We can shed some light on the situation by going back and examining c1:

>>> c2.a1
B(4482140480)
>>> c1.a1
B(4482140480)
>>> 

Clearly, c1 has been tampered with!

The explanation

Although I was reading blog post after blog post about the __new__ method and various pitfalls to watch out for, I was not reading carefully enough. In fact, here’s the relevant excerpt from the official documentation:

If __new__() returns an instance of cls, then the new instance’s __init__() method will be invoked like __init__(self[, ...]), where self is the new instance and the remaining arguments are the same as were passed to __new__().

This seems reasonable… until you really read it. The key phrase here is “returns an instance of cls”. What is glossed over is that Python does not actually check that this returned instance is a new instance, despite the documentation saying it is.

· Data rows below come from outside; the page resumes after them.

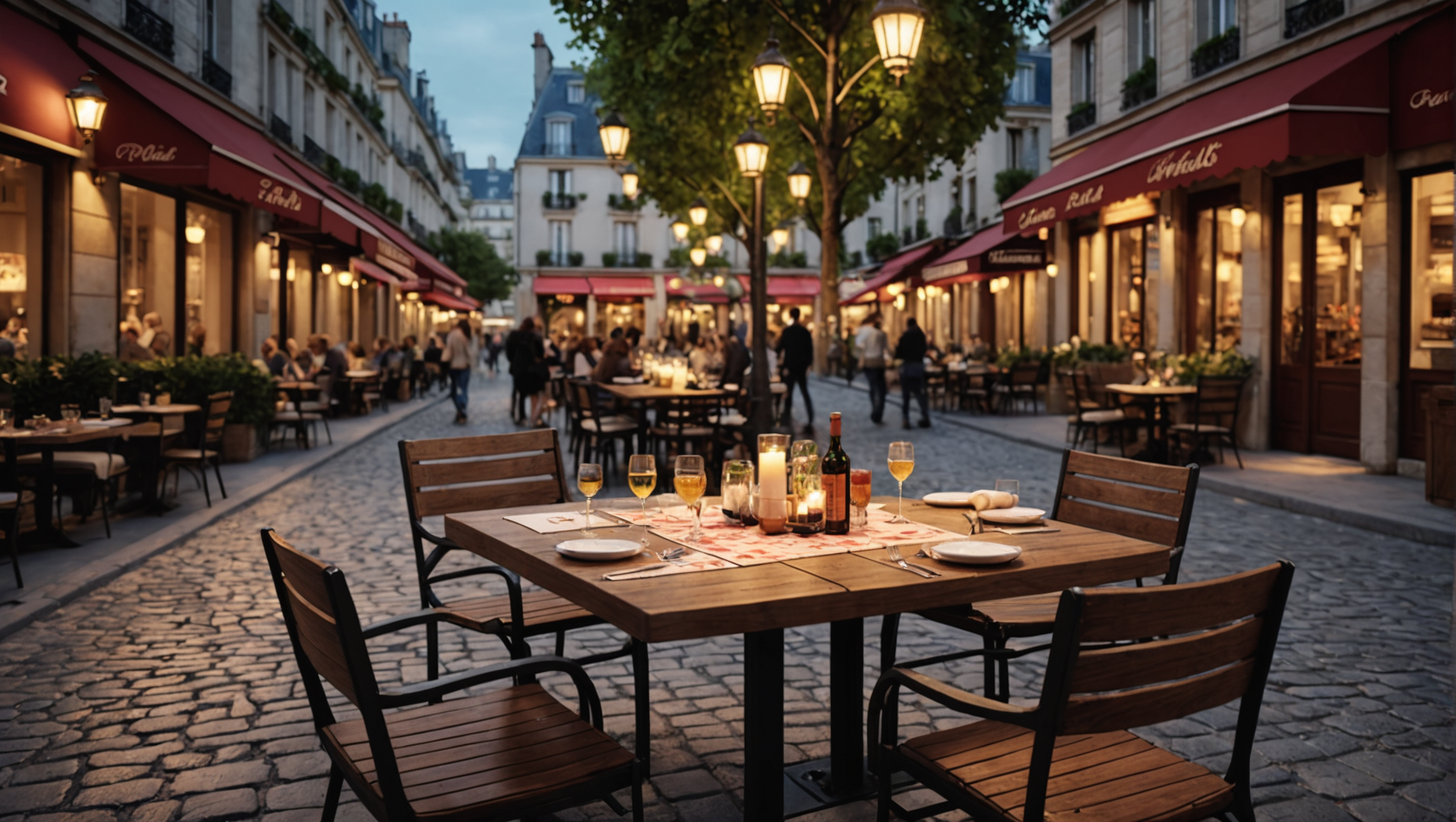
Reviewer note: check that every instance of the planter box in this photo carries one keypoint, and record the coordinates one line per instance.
(242, 442)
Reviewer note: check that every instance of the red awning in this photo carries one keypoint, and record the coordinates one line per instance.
(991, 250)
(577, 285)
(899, 267)
(162, 133)
(1334, 101)
(39, 70)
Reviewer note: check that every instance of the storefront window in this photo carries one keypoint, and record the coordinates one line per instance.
(149, 267)
(1219, 299)
(1338, 265)
(21, 208)
(1432, 273)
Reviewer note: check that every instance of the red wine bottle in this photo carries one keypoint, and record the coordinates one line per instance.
(836, 482)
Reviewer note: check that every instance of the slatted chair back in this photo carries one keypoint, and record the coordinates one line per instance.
(328, 644)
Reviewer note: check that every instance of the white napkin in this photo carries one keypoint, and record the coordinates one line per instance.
(562, 521)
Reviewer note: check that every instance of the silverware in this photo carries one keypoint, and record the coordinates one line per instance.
(897, 559)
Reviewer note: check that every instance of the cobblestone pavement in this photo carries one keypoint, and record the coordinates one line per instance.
(171, 694)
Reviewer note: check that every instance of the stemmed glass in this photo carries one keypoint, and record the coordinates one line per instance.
(589, 482)
(690, 482)
(642, 479)
(901, 462)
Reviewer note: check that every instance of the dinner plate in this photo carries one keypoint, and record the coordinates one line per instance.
(599, 550)
(949, 499)
(1013, 515)
(974, 552)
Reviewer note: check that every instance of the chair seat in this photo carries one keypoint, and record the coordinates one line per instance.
(474, 758)
(1098, 777)
(99, 463)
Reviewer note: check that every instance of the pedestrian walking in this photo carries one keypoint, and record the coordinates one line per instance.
(457, 360)
(911, 352)
(872, 345)
(797, 354)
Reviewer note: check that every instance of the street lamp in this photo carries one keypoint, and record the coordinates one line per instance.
(615, 136)
(771, 78)
(88, 106)
(698, 211)
(799, 182)
(899, 25)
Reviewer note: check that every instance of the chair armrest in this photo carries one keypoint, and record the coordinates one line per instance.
(590, 707)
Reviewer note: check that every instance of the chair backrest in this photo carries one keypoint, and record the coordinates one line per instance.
(478, 473)
(1143, 501)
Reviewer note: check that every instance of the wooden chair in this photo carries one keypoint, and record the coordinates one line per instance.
(1136, 499)
(512, 753)
(208, 445)
(1215, 417)
(1071, 756)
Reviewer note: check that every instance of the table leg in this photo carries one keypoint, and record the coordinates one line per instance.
(763, 725)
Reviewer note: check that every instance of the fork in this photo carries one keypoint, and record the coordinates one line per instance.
(897, 559)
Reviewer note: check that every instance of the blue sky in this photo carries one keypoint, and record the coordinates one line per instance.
(478, 56)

What was happening was my __new__ method was returning an instance of C — the instance c1 which had already been initialized! Since this is “an instance of cls”, the __init__ function was called again, but this time self was pointing to the object c1, with the new B instance as a1 and itself as a2. Since my __init__ doesn’t check the arguments, it was blindly filling out the fields in the object as it thought it should. This led to c1.a2 (and c2.a2) pointing to the parent object c1, resulting in an infinite recursion when I attempted to get the string representation of the instance.

The solution

I found various suggested solutions for semi-similar issues (although I did not find any record of anybody having quite the same problem as me), and what I ended up going with was based on this StackOverflow answer:

1
2
3
4
5
6
7
8
9
10
11
class C(A):
    def __new__(cls, a1: A, a2: A):
        if isinstance(a1, B):
            return a2
        else:
            new_self = super().__new__(cls)
            new_self.a1 = a1
            new_self.a2 = a2
            return new_self
    
    ...

There is no __init__ definition in the class any longer; if there’s no __init__, then __init__ can’t be called when an instance of C is returned from __new__!

This produced the desired results. It was a whirlwind of exploration for a couple hours there, but in the end it was kind of fun to figure this out!